I think it is possible to get within 70% of the normal version.
If we don't search for the optimal zone with a modulus but pick one with bitshifts that should be a win. On average 75% of the RNG's results should still be acceptable. And with everything in one function it can maybe optimise a bit better.
Okay, shall I go ahead and merge?
It looks like the CI failure is something unrelated I messed up (seeding-minimal branch I think).

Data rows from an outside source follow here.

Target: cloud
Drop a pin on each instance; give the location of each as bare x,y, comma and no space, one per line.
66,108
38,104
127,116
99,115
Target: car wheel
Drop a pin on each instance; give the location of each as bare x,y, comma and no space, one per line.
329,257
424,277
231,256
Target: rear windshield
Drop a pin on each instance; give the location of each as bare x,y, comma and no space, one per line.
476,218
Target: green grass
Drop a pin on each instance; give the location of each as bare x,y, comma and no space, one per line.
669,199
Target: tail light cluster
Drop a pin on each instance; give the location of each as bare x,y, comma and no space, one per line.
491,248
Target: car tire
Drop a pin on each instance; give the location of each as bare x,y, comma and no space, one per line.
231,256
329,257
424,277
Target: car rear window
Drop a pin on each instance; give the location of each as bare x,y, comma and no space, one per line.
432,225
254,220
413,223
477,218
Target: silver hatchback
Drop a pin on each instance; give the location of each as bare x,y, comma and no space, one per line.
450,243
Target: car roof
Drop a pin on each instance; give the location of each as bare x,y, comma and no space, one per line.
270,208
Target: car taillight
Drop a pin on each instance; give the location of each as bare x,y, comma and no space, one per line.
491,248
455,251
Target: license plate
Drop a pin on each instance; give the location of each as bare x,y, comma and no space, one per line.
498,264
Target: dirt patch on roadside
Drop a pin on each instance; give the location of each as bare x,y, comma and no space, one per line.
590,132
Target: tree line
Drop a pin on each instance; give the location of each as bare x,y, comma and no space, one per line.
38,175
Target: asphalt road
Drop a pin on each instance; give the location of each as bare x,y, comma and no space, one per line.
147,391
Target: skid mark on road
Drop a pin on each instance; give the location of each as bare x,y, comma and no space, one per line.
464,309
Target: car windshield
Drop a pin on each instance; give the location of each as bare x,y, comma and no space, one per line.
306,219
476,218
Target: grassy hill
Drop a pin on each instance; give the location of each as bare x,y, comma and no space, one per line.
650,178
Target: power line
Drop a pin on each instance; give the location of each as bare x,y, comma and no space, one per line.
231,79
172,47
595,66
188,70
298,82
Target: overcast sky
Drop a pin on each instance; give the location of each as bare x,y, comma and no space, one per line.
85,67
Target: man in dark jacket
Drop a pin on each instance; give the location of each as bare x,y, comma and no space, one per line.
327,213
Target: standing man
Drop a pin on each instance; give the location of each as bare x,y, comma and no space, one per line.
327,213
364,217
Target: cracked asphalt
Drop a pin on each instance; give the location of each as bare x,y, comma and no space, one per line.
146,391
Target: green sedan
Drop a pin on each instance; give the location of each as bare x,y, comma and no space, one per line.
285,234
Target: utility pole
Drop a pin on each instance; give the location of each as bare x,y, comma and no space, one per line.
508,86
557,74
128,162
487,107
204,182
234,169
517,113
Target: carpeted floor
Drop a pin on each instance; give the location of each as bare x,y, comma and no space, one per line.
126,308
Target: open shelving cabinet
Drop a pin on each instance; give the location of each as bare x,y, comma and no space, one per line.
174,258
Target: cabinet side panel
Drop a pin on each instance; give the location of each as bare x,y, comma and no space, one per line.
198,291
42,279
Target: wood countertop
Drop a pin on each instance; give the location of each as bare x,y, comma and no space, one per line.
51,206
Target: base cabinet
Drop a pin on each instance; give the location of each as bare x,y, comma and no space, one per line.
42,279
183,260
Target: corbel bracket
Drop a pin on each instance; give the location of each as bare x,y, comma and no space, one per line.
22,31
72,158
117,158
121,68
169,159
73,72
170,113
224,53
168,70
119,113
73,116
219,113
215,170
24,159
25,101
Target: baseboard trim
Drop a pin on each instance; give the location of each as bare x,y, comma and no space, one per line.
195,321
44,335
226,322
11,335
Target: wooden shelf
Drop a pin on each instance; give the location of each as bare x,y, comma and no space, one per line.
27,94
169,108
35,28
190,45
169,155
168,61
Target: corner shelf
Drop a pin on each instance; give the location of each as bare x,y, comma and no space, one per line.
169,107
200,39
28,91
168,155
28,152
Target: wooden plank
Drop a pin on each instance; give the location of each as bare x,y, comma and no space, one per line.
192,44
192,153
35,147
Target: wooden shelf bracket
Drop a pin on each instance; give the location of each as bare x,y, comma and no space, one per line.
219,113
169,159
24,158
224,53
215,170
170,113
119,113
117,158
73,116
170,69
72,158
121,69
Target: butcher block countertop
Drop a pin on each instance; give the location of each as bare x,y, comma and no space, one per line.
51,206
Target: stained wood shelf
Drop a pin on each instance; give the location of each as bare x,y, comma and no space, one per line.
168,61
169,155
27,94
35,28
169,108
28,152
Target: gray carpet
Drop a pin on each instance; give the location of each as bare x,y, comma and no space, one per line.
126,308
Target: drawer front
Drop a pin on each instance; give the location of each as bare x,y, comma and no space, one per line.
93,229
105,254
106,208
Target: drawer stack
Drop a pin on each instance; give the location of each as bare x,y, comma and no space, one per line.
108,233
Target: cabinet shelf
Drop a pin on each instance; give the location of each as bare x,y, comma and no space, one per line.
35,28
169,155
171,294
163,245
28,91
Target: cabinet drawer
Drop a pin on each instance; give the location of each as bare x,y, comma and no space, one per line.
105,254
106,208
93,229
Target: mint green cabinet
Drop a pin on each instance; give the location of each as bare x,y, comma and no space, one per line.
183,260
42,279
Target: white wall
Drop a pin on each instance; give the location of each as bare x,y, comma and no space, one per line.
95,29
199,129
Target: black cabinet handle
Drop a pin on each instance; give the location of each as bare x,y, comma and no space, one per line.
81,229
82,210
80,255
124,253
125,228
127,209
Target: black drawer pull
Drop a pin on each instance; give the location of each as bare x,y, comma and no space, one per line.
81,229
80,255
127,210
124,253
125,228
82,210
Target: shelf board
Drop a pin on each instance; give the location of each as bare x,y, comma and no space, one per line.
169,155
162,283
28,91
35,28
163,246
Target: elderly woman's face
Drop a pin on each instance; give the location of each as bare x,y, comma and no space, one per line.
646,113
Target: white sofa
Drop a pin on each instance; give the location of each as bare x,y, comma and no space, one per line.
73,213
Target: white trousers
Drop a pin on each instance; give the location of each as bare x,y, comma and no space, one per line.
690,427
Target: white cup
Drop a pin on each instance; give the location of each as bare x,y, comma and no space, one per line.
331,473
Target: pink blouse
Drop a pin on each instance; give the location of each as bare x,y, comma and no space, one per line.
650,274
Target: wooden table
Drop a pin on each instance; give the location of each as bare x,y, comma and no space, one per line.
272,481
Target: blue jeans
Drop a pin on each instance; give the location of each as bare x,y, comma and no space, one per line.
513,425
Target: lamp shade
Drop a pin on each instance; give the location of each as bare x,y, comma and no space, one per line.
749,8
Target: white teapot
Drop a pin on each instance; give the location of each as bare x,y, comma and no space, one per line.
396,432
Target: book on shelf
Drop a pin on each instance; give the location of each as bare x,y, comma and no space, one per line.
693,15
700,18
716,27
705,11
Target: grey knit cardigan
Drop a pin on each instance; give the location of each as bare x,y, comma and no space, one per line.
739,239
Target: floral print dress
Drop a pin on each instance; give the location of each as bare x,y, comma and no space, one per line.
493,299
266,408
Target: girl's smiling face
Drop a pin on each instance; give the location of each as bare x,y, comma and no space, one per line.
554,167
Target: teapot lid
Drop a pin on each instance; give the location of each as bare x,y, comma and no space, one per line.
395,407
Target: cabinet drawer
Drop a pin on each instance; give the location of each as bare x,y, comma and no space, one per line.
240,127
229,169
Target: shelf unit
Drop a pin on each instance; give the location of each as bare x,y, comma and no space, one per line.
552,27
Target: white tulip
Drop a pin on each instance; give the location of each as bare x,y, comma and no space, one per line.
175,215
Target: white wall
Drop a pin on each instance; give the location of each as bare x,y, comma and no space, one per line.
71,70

I can't figure out how to shuffle the traits to get something like sample_single
in RangeImpl
. Can you help me with it? https://gist.github.com/pitdicker/ab086693964a71c031d63b34ccfb8dba
Feel free to merge this though.
I think you want X::T
:
pub fn sample_single<X: SampleRange, R: Rng+?Sized>(low: X, high: X, rng: &mut R) -> X {
X::T::sample_single(low, high, rng)
}
Thank you, that could have taken me hours!
No problem! It was a bit of a weird error and something you wonder why Rustc didn't figure out.
This implements https://github.com/dhardy/rand/issues/52#issuecomment-345014749.
Many small RNG's are of lower quality in their least significant bits. For example LCG's with a power of two modulus, MCG's, Xorshift+ and Xoroshiro+.
If it costs us nothing to avoid the least significant bits it seems sensible to me to do so. Even if none of these RNG's becomes part of rand itself.